In one of the few presentations of experimental work, Frank Holstege (Universitair Medisch Centrum Utrecht, Utrecht, The Netherlands) discussed his recent study of gene-expression measurements during the yeast growth cycle. Careful analysis of these data depicted waves of transcription that bring about the transitions between distinct cellular states, in particular, exit and entry into stationary phase. He showed how epistasis studies with microarray analysis revealed the crucial role of the Mediator complex for integrating positive and negative signals and transducing these to the RNA polymerase. He also described how gene-deletion experiments combined with microarray analysis can reveal epistatic genetic interactions.

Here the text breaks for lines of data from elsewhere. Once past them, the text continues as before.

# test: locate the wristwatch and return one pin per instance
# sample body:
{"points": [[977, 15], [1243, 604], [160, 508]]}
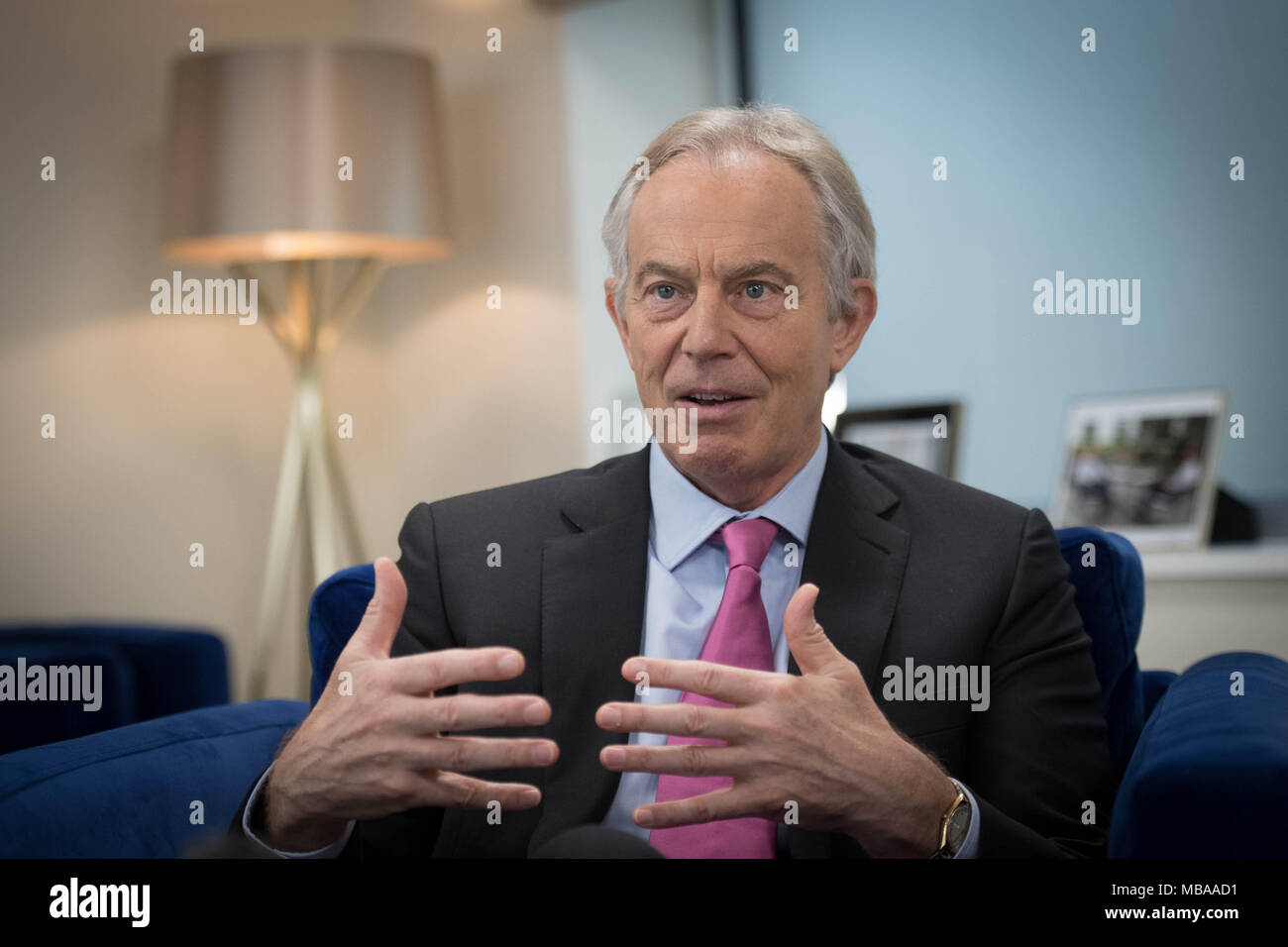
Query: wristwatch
{"points": [[954, 825]]}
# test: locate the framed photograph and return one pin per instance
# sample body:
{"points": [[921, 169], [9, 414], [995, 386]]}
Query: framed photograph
{"points": [[922, 434], [1142, 467]]}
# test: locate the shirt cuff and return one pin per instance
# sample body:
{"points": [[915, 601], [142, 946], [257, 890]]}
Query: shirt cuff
{"points": [[971, 844], [331, 851]]}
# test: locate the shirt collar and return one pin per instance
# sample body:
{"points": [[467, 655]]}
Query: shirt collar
{"points": [[684, 517]]}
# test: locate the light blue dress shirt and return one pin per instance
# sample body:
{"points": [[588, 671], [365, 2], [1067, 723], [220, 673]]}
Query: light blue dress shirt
{"points": [[684, 585]]}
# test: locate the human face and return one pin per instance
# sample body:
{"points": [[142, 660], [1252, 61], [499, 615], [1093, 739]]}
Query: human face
{"points": [[707, 312]]}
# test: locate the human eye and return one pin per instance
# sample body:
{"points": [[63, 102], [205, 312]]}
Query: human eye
{"points": [[759, 290]]}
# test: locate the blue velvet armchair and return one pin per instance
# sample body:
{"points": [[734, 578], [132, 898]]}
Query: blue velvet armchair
{"points": [[1203, 757]]}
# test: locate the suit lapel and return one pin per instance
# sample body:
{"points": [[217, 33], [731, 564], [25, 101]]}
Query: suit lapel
{"points": [[591, 620], [857, 560]]}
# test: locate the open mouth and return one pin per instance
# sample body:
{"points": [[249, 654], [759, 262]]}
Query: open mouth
{"points": [[711, 398]]}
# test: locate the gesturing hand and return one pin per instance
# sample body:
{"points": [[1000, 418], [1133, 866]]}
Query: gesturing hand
{"points": [[376, 746], [816, 740]]}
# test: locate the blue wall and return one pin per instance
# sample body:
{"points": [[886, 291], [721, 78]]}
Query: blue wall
{"points": [[1107, 163]]}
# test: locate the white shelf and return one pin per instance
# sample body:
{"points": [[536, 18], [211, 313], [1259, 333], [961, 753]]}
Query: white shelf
{"points": [[1252, 561]]}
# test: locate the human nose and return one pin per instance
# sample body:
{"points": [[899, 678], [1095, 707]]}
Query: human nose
{"points": [[708, 333]]}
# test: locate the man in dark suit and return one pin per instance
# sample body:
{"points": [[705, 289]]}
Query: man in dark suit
{"points": [[897, 669]]}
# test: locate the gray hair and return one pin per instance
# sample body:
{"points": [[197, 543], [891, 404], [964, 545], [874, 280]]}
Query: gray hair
{"points": [[848, 235]]}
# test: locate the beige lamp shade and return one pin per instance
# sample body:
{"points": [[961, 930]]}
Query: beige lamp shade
{"points": [[254, 153]]}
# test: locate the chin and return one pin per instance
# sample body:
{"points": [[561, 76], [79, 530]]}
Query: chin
{"points": [[715, 457]]}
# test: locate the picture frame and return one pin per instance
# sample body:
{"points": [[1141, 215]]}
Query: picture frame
{"points": [[1141, 466]]}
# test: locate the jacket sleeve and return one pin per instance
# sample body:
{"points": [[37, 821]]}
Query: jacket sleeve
{"points": [[1039, 754]]}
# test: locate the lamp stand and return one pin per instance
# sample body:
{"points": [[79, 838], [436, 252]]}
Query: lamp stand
{"points": [[309, 474]]}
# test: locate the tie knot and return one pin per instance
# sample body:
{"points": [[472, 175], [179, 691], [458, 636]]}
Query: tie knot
{"points": [[748, 540]]}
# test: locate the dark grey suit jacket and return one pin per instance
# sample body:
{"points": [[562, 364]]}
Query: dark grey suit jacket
{"points": [[909, 565]]}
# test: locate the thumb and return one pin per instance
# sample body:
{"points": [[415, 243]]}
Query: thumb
{"points": [[375, 634], [811, 648]]}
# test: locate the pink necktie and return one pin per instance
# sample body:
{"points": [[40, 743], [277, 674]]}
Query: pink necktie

The many interesting seminars at this workshop covered a wide range of topics, from the structure and evolution of transcriptional systems to their regulatory kinetics both at detailed and whole-organism levels. The quality of the presentations combined with the enthusiasm of the meeting participants clearly reflected the importance of studying transcription regulation. Although we are still far from understanding such systems fully, the continually strengthening ties between bioinformaticists and experimentalists will surely allow us to advance this field at an ever-increasing pace.